Twittering gets personal
The strength of a Twitter account relies on the individual(s) that are behind the handle. Just as branding must get more personal in this internet-connected world, managing a Twitter account needs to be considered personally. One’s Twitter account should be considered a part of one’s own personal eReputation. I have no idea as to the legitimacy of the claims made by PhoneDog and there are presumably elements to the case that would make any judgment rash on my part. It appears that Noah left on “good terms,” but that seems circumspect under the current circumstances. That said, the main points to retain from this case are that:
- (a) there is no basis for a $2.50/follower/month value;
- (b) the quality of the followers depends on the quality (i.e. intelligence, timeliness, interactivity and reactivity) of the content and, therefore, of the quality of the hands on the keyboard;
- (c) if you want to attract social media talent, it is unlikely that claiming ownership of and/or pursuing your outgoing social media manager is going to make you attractive to other social media mavens.
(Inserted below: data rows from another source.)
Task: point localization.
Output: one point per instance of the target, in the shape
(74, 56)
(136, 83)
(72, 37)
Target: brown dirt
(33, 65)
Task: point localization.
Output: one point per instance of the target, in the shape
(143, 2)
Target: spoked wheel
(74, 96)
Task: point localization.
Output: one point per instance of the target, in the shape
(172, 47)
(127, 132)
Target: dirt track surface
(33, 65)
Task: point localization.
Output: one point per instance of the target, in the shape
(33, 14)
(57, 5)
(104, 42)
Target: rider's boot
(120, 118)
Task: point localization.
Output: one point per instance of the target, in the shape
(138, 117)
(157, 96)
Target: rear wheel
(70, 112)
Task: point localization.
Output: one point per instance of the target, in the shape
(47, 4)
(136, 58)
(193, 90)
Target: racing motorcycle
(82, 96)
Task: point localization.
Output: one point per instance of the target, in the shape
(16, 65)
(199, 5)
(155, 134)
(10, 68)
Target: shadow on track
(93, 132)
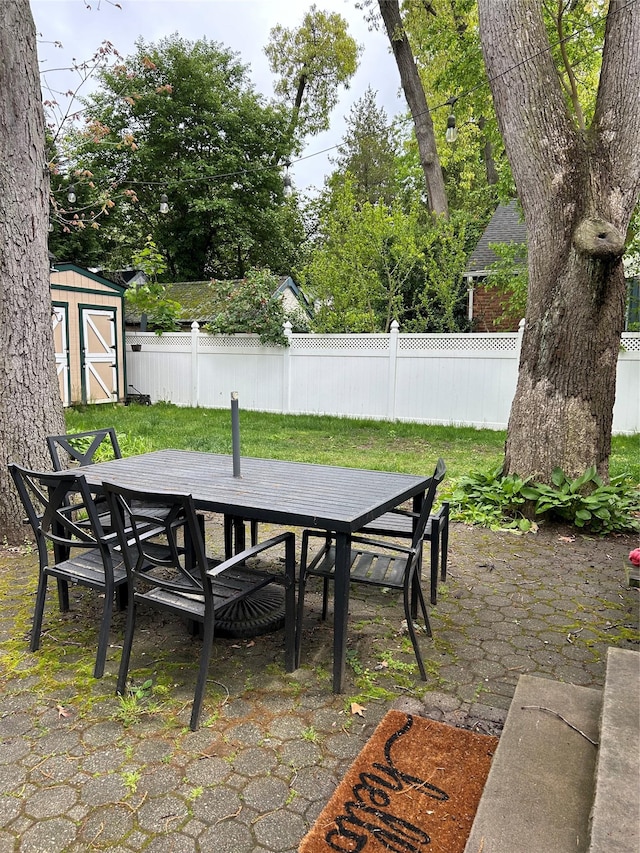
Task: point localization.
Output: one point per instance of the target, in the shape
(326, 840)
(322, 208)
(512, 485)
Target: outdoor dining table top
(295, 494)
(292, 493)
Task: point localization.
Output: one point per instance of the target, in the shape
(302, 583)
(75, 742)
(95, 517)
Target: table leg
(418, 500)
(341, 609)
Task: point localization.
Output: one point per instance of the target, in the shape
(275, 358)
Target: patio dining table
(293, 494)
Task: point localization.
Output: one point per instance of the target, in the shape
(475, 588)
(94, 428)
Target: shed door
(62, 350)
(100, 373)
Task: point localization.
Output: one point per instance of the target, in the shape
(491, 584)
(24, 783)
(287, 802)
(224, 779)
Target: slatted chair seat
(88, 570)
(187, 582)
(62, 513)
(399, 523)
(375, 563)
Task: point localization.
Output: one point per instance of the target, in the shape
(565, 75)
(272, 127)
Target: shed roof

It is just like wanting to confiscate the contact list in your address book (the old Rolodex). If anything, HR teams — especially for consumer brands — should be welcoming individuals who can rack up large number of loyal followers. Finding and retaining the good staff is the real issue.
Very interesting case this one. Whilst one would argue that conditions for the twitter account should have been made in writing before his departure, we know that this is seldom the case.
I see where PhoneDog is coming from and one can distantly recognise their pain when having invested in both time and money into his twitter account. But what are they thinking when suing him? How could this possible make the situation better? They are creating global headlines and just lucking like a-holes, the value is of course not in the 17K followers but in the person that attracted those followers I.e. Noah.